Hill is 10-5-1 this season with a .907 save percentage. The 26-year-old, 6-foot-6 goalie is on the verge of becoming a journeyman after following a four-year run in Arizona by spending the last two seasons with San Jose and Vegas. Hill makes $2.175 million.

The biggest problem here is Vegas is in the same ridiculously tight cap hell that bogs the Penguins. Neither team has space to add, so it would have to be an exact dollar-in, dollar-out for both sides.

This is where a third team to absorb some cap space becomes advantageous, but the going rate to take on salary is a premium.

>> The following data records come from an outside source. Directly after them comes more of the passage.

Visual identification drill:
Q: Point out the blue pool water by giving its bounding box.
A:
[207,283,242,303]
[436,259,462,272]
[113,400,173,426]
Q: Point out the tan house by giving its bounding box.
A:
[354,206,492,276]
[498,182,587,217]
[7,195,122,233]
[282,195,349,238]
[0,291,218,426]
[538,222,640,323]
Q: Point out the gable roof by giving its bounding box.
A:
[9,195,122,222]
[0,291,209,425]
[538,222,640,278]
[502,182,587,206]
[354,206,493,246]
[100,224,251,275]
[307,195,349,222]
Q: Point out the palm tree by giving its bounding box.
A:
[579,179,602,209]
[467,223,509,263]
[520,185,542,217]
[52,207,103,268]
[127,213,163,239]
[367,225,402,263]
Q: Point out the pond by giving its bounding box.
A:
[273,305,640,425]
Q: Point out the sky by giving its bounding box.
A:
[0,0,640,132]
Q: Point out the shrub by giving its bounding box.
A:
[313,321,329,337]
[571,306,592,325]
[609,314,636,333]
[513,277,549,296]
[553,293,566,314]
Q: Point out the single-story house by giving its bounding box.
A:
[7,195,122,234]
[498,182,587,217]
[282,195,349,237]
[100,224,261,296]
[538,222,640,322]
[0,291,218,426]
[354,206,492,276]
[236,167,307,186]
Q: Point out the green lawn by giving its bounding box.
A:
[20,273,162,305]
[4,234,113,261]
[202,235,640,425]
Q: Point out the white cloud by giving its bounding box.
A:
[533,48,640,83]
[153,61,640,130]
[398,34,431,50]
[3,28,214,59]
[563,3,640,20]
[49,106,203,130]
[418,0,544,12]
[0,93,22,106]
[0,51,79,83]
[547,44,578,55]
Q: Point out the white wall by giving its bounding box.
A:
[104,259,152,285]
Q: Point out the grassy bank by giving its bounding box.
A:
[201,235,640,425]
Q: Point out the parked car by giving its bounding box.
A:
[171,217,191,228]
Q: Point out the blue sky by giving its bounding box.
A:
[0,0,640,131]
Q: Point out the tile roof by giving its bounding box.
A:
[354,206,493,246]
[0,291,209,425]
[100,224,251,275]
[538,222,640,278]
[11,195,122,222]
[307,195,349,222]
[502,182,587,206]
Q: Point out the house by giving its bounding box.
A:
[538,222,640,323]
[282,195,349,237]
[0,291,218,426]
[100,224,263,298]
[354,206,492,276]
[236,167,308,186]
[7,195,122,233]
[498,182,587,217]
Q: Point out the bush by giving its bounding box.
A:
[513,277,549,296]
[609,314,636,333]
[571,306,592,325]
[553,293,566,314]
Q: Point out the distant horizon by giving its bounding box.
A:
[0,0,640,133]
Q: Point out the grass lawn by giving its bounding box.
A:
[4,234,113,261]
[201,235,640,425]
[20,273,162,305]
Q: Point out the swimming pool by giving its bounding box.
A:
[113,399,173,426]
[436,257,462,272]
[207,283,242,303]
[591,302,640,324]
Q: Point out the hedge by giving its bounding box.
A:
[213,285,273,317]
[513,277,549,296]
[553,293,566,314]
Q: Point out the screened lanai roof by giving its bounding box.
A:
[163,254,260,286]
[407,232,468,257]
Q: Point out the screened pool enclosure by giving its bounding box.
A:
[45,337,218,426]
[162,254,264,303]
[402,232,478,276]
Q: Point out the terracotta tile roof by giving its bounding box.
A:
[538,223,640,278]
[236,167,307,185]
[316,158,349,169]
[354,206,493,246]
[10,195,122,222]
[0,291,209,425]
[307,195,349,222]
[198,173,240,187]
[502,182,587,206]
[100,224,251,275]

3. Alex Nedeljkovic, Detroit

The Detroit Red Wings waived the 6-foot goalie on Jan. 15 after he stopped only 88% of the shots he faced in nine games this season. Injuries, lack of playing time, and earning more time have been issues this season; in nine AHL games, his save percentage is .917.

He carries a $3 million salary and will be a UFA this summer.

Nedeljkovic, 27, was traded to Detroit in July 2021 after not getting an RFA deal with the Carolina Hurricanes (Carolina received Jonathan Bernier and a third-rounder). He was Carolina’s prized goalie prospect who took a while to get to the show but posted a .932 save percentage in 23 games during the 2020-21 NHL season.

4. Joonas Korpisalo, Columbus

The revolving door of Columbus Blue Jackets goalie prospects started with Korpisalo. Now 28 years old, Korpisalo is the backup and is being squeezed out by new prospect Daniil Tarasov.

Korpisalo has a paltry $1.3 million salary and will be a UFA. With the rough Blue Jackets roster, he has a .909 save percentage this season, but that’s probably as good as he gets. In 55 games over the two previous NHL seasons, the goalie’s save percentage was well below .900.

Others Who Could/Should be Available (Reclamation Projects):

Jake Allen, Montreal. $2.875 million salary, who is 32 years old with an .893 save percentage.

James Reimer, San Jose. The 34-year-old has seen some things in his extensive travels. This season with San Jose, he has an .895% percentage and a $2.25 million salary.

Cal Petersen, LA. The 28-year-old signed a hefty three-year, $15 million contract. He posted an .868 save percentage in 10 games and was sent to the AHL. A GM might need a fifth of scotch and a double shot of desperation before taking on this contract.

Petr Mrazek, Chicago. The 30-year-old former starting goalie has an .885 save percentage in 22 games this season and a $3.8 million salary.